絵を描く著者の周りに集まる、中国・甘粛省の子どもたち(写真提供:ヤマザキマリ)
中国で打ち出された「宿題や学習塾を禁止する」という政策についての記事を読んだマリさん。人々へ”ゆとり”を推奨する背景に、風通しの良くない思惑の存在を感じたそうで――。

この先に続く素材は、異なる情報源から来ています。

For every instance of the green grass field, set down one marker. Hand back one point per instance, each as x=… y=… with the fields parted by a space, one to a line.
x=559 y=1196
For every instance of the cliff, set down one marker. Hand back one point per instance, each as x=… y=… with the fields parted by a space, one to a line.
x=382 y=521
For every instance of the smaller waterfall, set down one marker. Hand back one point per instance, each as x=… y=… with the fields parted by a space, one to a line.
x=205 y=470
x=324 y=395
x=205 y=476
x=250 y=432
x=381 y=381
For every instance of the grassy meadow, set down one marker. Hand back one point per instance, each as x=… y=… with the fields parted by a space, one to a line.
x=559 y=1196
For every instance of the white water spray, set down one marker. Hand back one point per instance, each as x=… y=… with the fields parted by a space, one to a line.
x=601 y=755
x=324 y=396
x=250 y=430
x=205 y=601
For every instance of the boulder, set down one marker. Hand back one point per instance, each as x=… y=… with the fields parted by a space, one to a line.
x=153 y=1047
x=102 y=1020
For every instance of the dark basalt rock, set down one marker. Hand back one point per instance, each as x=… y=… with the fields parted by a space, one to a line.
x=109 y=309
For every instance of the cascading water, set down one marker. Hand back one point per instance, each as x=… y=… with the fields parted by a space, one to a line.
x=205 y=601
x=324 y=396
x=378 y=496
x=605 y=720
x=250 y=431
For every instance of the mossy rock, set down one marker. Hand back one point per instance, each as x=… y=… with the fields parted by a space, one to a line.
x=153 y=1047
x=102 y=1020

(文・写真=ヤマザキマリ)

世界に波紋を広げた中国の教育政策

おととしの夏、少子化が進む中国で、宿題や学習塾を禁止するという教育政策が打ち出され、世界に波紋が広がった。

私が見た記事によると、幼稚園児に円周率を100桁まで覚えさせる塾が流行るなど、「努力は結果を生む」という国民の絶対的な信念と学歴重視に、少子化問題との因果関係を見出した、その解決策である、とも書かれていたが、この通達が出てからわずか数ヵ月のうちに中国国内の学習塾や教育支援産業は壊滅状態に陥り、塾の講師など高学歴の人材が失業を余儀なくされる事態となった。

政府としては、競争をあおる教育ビジネスが大きな力を持つことへの危惧も当然あったはずだが、どちらにせよ人々に“ゆとり”を推奨する姿勢の背景には、なにかしら風通しの良くない思惑が蠢いているものだ。